Preliminary results were released by the National Highway Traffic Safety Administration to kick off Child Passenger Safety Week and to remind parents and caregivers about steps that could prevent injuries and deaths in accidents.
"The key to keeping kids safe is to make sure your child is in the right seat for their age and size and to make sure the seat is correctly installed in your vehicle," Transportation Secretary Ray LaHood said in a statement.
Car crashes are the leading killer of children 1 to 12 years old in the United States, NHTSA figures show.
As part of the survey, the safety agency interviewed more than 4,000 drivers and conducted random inspections at 24 locations nationwide between June and August last year.
Although 20 percent of all drivers of child passengers surveyed admitted that they did not read the instructions for properly installing child seats, the research found that respondents overall were comfortable with safety.

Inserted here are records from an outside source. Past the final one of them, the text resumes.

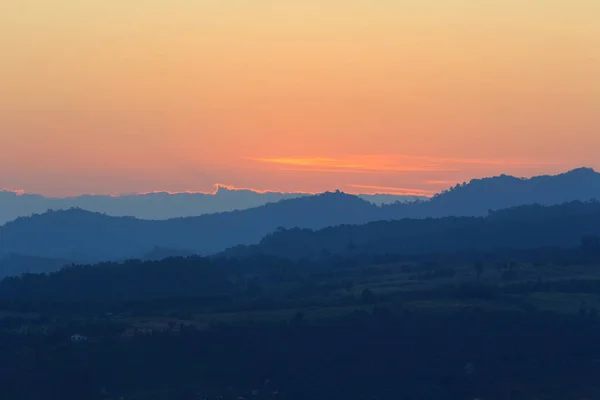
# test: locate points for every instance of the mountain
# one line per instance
(85, 236)
(157, 206)
(16, 264)
(481, 195)
(524, 227)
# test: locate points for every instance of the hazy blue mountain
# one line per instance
(16, 264)
(517, 228)
(86, 236)
(481, 195)
(157, 206)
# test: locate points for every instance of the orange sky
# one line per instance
(366, 96)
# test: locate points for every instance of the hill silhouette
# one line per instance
(529, 226)
(84, 236)
(159, 205)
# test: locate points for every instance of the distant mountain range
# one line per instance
(517, 228)
(84, 236)
(160, 205)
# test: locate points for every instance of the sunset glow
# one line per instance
(362, 96)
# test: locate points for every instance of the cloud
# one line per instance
(354, 163)
(18, 192)
(395, 163)
(400, 191)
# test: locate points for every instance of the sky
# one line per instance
(363, 96)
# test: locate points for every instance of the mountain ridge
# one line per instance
(85, 236)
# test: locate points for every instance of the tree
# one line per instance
(478, 269)
(367, 296)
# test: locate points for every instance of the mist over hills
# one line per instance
(84, 236)
(159, 205)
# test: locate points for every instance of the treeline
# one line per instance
(382, 353)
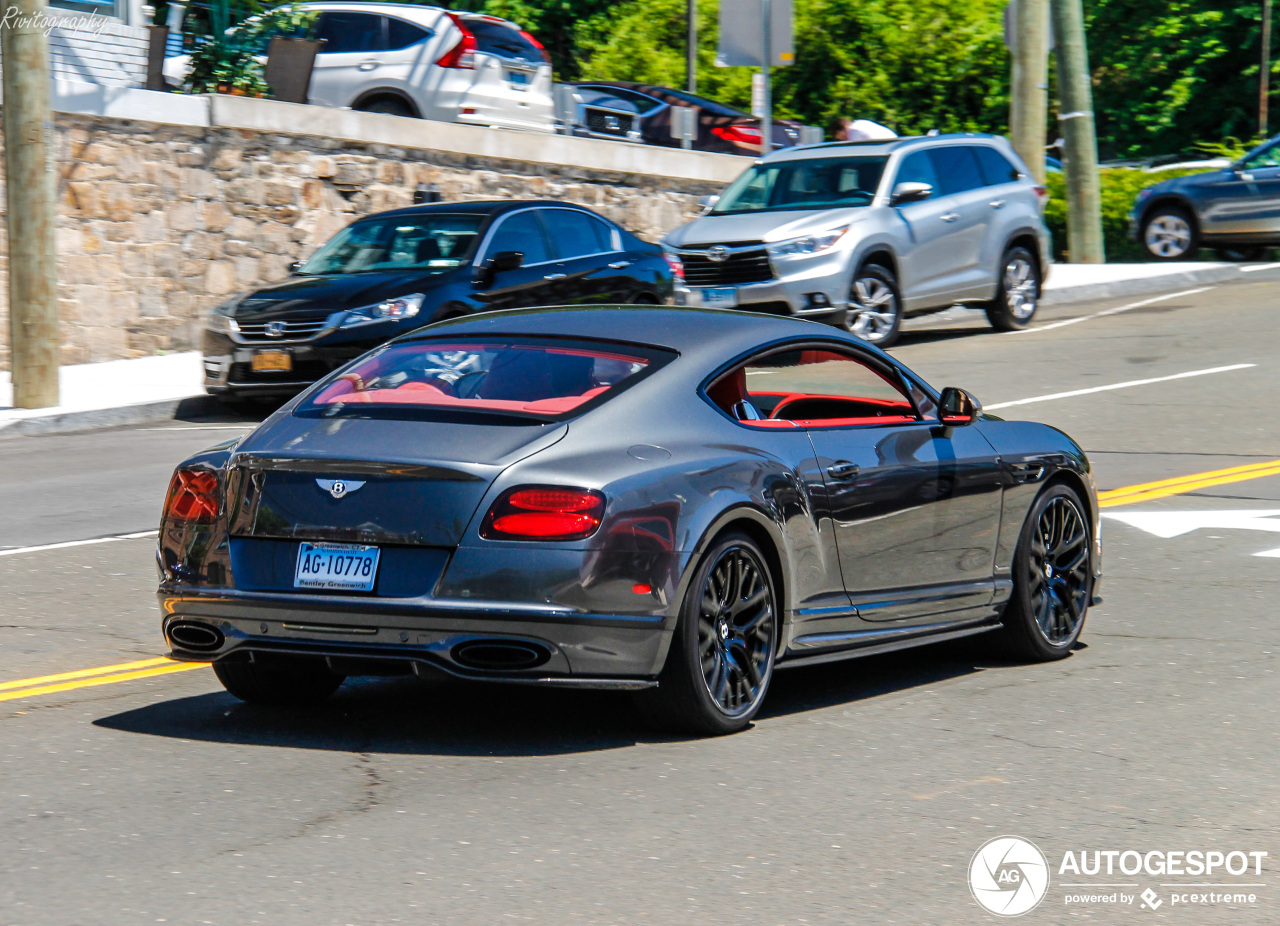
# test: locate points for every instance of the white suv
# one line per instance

"(Ninety) percent of them said that they were 'confident' or 'very confident' that their child restraint systems were installed correctly and the children seated correctly," the survey found.
Still, transportation officials expressed concern that highly confident drivers who misuse the restraints will not seek out information about proper procedures.
NHTSA detailed the five-most significant mistakes observed during the study of car and booster seats:
-- Wrong harness slot used
-- Improper harness retainer/chest clip position
-- Loose child restraint system installation
-- Loose harness strap
-- Improper lap belt placement
Safety officials recommend that children under age 1 should always ride in a rear-facing car seat. Between the ages of 1 to 3, children should remain in a rear-facing car seat until they reach the top height or weight limit allowed by the car seats' manufacturer.
Once they have outgrown the rear-facing car seat, they are ready to travel in a forward-facing car seat with a harness. Children 4 to 7 should be in forward-facing car seats with a harness until they reach certain weight and height limits.
From 8 to 12, they are in booster seats until they are big enough to use seat belts.
Transportation officials suggest all children under the age of 13 ride in the back seat.